Two sisters return to their childhood home after one has suffered a hard illness. One sister looks out for the other, seemingly fearful of a world that wants to swallow her whole. In the house the stepmother is an ogre to the girls and starts to watch them very suspiciously. As she is watching though things are starting to happen in the house, which defy logic and which begin to spread a thick dread over the place. The smaller of the sisters, she who is being protected, begins to feel late night presences in her room and feels a growing fright at the sight of a mysterious closet that sits in her room. As this is happening the father is fighting to keep his family together as it seems to him a peculiar madness is spreading slowly through the home and the people he loves. Things take a turn for the worse with the family as the stepmother and second daughter also begin to see phantoms that do not belong and begin sensing that there are things within the house that are trying to make contact with them. The sisters are also becoming separated more and more often as well and this culminates with the stepmother placing the weaker sister into the closet she fears so much after something has happened to the stepmother to cause her to think the sisters are playing tricks on her. But as more and more happens within the house (the seemingly older and protective daughter being awaken by a specter seen first crawling on her floor but which stands and walks towards the girl, ending up standing above her on her bed as a half-glimpsed hand reaches down from within the skirt to grab at the girl) we slowly suspect that something more is happening within the house and within the daughter Su-mi, who has been so hateful of her step mother and so protective of her sister, and slowly we begin to see that perhaps the monsters in the house do not come from outside the house but from within Su-mi.
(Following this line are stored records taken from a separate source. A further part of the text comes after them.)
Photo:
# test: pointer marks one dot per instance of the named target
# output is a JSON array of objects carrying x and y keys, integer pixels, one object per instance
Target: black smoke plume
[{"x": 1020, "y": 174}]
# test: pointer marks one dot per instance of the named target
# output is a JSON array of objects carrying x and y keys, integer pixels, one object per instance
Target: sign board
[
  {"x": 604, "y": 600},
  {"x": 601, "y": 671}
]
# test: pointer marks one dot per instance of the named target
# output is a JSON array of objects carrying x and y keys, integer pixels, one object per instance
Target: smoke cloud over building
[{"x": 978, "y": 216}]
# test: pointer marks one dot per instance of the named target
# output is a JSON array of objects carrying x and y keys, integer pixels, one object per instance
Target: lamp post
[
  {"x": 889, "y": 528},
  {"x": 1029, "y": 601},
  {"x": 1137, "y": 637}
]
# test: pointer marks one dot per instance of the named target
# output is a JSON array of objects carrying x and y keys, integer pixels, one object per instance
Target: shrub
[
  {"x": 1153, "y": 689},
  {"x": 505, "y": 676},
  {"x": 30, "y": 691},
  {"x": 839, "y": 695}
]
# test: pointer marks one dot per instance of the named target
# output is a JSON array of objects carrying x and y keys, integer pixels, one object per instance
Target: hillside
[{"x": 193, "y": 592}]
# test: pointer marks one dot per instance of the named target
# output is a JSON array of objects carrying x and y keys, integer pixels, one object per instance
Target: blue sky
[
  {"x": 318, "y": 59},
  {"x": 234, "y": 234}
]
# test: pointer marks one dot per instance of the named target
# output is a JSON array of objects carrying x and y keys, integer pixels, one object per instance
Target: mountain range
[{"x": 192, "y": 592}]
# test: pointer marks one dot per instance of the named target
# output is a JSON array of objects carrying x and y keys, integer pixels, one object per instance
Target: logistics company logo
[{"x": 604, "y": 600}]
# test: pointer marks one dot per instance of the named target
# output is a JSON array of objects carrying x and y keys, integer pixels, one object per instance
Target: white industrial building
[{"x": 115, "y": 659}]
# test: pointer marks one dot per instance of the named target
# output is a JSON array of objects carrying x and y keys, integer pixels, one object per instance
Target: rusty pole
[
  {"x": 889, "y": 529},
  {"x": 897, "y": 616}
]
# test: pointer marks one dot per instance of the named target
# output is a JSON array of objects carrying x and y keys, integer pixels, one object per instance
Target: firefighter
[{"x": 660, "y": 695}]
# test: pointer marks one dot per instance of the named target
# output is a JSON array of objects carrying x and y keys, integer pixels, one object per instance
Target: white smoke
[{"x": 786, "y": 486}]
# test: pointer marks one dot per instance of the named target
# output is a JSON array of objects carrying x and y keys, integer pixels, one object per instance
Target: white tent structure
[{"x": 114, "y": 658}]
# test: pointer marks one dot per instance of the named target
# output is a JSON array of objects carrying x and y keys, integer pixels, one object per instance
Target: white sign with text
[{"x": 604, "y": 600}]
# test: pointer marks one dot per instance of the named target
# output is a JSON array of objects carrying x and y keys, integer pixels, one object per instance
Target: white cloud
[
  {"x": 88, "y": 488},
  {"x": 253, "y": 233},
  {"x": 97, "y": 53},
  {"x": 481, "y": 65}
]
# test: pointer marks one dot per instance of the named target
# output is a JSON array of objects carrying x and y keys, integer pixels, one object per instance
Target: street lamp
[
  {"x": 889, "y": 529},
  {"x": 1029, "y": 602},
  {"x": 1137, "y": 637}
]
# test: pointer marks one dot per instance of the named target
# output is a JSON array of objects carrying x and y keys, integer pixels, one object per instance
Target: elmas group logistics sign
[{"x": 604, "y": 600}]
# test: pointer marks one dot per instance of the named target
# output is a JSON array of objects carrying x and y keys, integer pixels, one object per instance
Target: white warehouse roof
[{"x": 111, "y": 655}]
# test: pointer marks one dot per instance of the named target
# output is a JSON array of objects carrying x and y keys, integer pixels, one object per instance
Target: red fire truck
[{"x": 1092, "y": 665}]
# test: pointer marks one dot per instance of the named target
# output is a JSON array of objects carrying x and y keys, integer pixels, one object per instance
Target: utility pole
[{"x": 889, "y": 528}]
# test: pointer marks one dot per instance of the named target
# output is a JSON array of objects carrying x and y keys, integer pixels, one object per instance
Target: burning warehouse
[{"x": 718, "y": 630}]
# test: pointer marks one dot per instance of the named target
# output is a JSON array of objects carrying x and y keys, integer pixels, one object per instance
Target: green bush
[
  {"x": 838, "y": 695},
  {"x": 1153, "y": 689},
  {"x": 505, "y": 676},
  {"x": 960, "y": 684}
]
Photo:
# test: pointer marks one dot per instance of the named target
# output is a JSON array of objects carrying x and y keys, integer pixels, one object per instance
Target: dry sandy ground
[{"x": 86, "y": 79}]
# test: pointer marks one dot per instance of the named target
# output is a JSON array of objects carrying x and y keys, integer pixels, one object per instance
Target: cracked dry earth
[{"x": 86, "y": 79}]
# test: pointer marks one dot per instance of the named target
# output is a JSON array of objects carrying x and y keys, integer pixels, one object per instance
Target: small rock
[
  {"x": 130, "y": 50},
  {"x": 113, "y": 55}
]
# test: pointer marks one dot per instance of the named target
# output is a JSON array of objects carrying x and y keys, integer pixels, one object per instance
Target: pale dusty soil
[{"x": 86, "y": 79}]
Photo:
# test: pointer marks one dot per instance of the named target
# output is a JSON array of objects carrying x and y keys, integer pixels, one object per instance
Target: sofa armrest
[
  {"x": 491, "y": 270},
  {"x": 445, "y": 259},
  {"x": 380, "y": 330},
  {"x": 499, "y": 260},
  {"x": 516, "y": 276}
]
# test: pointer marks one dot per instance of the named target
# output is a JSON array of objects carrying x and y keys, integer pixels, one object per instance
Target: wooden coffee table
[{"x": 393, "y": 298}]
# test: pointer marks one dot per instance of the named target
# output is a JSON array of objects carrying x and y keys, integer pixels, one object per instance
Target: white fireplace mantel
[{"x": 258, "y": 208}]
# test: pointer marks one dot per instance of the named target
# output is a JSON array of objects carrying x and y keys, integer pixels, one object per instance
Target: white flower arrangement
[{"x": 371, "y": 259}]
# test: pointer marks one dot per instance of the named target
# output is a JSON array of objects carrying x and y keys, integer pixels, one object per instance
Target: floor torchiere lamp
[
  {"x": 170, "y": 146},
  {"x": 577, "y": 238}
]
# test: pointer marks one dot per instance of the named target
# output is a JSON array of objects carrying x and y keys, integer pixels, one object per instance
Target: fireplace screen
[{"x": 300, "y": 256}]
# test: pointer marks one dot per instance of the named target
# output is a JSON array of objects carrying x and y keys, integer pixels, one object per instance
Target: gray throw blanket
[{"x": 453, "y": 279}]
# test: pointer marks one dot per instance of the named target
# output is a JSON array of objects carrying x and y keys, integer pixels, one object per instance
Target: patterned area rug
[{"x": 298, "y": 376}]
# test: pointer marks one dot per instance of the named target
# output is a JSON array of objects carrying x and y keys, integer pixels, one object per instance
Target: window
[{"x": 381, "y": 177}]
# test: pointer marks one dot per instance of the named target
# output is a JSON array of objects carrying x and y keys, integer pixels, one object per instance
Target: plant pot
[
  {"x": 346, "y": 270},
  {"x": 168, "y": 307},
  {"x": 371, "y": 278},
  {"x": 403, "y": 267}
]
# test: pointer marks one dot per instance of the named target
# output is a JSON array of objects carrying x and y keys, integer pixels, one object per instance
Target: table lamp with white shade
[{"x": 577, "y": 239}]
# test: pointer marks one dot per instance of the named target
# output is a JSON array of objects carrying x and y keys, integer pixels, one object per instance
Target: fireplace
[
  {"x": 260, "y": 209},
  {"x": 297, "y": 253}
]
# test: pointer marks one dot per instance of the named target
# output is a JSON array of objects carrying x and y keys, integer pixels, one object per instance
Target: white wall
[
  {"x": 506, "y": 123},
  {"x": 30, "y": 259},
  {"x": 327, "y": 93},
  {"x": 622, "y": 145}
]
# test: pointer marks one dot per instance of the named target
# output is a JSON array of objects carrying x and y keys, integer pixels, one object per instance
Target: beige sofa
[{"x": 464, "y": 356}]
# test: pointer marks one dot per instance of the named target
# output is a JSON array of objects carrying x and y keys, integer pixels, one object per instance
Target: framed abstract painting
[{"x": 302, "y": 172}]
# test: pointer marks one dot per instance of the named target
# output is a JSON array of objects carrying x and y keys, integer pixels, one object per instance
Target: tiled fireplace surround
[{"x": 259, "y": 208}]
A very well filmed and well-crafted film, this is far from a bad movie. It has more tension and dread than most American horror films can hope to lay claim to having. Well paced, this film is in no hurry to reveals its secrets, nor its ghosts, before the time is right, and that is a great strategy for the movie as it allows the characters to slowly fall apart just because of the things going on within themselves, which is all compounded by the appearance of rotted specters and images of death. There is a very dark heart to this story and once it’s revealed it does fill the viewer with a sick sense of sadness as to what has lead to what is happening but the way the film was written and structured really hampers this. There is no true finale and the ending we are given, while chilling, feels so open that you are left with too many big questions and barely any answers. The tension the film creates is so wonderful that the story and its secret become so transparent and the ending is so vague really left a bad taste in my mouth.

Which is not to say it is a bad film in the least. The person I watched this with, a true connoisseur of Asian film, really loved the movie and bought into it all. I didn’t. It is a very strong ghost story, with some haunting images and some creepy ideas that could have been better utilized within a different story structure. I will also note that before my friend and I saw this film we were given a very foolish clue as to the nature of the film’s horror by another friend who had seen this movie before us and it was hard to shake that knowledge while we watched.

I am not sure if this shall be released in America or not but I am sure if you check the Internet you can find some Region 0 DVDs out there. The image on the disc was clear, the sound not overwhelming but not obtrusive, and the movie was very well shot and shows a strong ability by the filmmakers to capture suspenseful scenes in their fullest. I really wish I liked this film more as it’s the kind of movie we here in America rarely get, but which sadly, didn’t quite live up to its own ambitions I am afraid.